C-293/97 R v. Secretary of State for the Environment, Transport and the Regions ex p Standley [1999] ECR I-2603, Opinion of Advocate General Leger

92. There are two aspects to that principle.

93. It must be understood as requiring the person who causes the pollution, and that person alone, to bear not only the costs of remedying pollution, but also those arising from the implementation of a policy of prevention.

94. It can therefore be applied in different ways.

95. Thus, it may be applied either after the event or preventively before the harm occurs. In the latter case the point is to prevent a human activity from causing environmental harm. The legislation adopted for that purpose may establish a system for assessing the environmental effects of certain public and private projects ... Article 5 of the [Nitrates] Directive, which requires the Member States to put in place specific programmes involving, in particular, the prevention of any new water pollution caused or induced by nitrates from agricultural sources (for example, the construction of storage vessels for manure).

96. The polluter pays principle may equally apply after environmental harm has occurred.

The person responsible for the harmful effects will then be required to make good or bear the cost of that harm ...

97. Finally, that principle may take one further form in which, in return for the payment of a charge, the polluter is authorized to carry out a polluting activity. That is the case with taxes paid by the users of fuels which cause air pollution.

98. In this case I consider, as stated above, that Article 5 of the Directive must be interpreted as requiring the Member States to impose on farmers only the cost of plant for the reduction or avoidance of the water pollution caused by nitrates for which farmers are responsible, to the exclusion of any other cost. That interpretation therefore complies strictly with the polluter pays principle.

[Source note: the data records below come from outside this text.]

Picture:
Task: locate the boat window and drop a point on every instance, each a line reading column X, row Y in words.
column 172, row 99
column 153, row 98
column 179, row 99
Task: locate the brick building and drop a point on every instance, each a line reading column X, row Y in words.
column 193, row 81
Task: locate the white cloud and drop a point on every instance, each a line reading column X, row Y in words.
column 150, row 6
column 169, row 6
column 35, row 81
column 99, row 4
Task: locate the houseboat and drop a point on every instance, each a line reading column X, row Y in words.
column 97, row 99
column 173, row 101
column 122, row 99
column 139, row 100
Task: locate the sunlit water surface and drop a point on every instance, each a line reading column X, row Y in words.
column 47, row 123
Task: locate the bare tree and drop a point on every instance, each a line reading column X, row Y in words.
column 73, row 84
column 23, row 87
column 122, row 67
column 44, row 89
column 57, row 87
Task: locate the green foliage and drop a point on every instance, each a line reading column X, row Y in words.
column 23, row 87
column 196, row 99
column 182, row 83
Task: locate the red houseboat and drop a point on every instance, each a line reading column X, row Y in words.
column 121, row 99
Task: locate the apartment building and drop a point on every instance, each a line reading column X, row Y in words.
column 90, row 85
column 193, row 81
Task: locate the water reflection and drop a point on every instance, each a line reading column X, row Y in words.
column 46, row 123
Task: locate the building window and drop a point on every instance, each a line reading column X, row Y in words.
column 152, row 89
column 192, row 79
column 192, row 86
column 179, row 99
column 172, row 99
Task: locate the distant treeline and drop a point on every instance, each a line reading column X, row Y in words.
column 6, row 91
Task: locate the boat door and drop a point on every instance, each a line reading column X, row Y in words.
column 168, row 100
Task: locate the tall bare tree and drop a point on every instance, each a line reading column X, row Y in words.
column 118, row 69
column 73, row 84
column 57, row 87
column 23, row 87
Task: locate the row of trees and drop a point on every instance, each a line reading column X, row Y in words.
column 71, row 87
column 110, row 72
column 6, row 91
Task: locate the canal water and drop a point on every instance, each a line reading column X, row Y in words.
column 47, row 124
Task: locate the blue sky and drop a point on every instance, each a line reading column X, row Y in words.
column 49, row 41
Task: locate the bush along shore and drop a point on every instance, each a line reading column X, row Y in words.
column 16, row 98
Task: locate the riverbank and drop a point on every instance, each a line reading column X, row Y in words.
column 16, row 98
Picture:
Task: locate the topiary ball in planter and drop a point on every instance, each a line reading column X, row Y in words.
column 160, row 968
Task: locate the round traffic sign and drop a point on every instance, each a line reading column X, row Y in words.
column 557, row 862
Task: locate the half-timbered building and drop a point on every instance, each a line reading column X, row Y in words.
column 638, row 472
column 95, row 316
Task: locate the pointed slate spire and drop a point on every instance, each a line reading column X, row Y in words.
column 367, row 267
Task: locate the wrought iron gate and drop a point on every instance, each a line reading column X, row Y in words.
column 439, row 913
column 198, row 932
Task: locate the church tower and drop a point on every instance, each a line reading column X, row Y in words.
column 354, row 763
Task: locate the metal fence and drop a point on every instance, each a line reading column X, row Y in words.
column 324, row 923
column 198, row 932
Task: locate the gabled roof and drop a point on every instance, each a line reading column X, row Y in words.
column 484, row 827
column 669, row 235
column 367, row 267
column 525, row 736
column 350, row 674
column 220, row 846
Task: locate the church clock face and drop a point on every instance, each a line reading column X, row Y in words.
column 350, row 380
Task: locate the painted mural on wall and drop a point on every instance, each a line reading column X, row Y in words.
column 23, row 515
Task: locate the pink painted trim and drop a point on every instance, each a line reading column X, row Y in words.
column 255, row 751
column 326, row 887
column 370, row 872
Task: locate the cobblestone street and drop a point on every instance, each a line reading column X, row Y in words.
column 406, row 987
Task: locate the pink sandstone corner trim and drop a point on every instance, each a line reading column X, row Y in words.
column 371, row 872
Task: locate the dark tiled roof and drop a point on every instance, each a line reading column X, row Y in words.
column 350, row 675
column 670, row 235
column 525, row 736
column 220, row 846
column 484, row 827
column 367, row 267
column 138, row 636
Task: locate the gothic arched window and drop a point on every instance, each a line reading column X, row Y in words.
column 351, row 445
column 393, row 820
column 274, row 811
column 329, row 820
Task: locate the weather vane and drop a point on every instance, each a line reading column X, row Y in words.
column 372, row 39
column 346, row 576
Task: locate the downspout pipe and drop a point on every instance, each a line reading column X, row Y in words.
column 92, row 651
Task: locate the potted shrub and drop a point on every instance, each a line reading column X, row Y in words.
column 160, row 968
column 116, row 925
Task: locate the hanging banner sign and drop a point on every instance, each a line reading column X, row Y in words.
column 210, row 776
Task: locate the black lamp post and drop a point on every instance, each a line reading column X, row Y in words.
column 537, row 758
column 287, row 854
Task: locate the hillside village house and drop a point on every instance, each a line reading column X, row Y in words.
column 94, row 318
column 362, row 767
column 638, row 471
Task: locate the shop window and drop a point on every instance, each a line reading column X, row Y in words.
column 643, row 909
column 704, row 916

This case not only demonstrates that the polluter pays principle can be implemented in a number of ways, but also that the courts are willing to assess EC legislation, and national implementation of that legislation, against the polluter pays principle (and presumably other environmental principles contained in Article 175 of the EC Treaty.

 

39. David W. Pearce, Edward B. Barbier and Anil Markandya, Blueprint for a Green Economy (Earthscan, 1989).

40. Rio Declaration, para. 16.

41. Directive 91/676/EC concerning the protection of waters against pollution caused by nitrates from agricultural sources OJ 1991 L 375/1.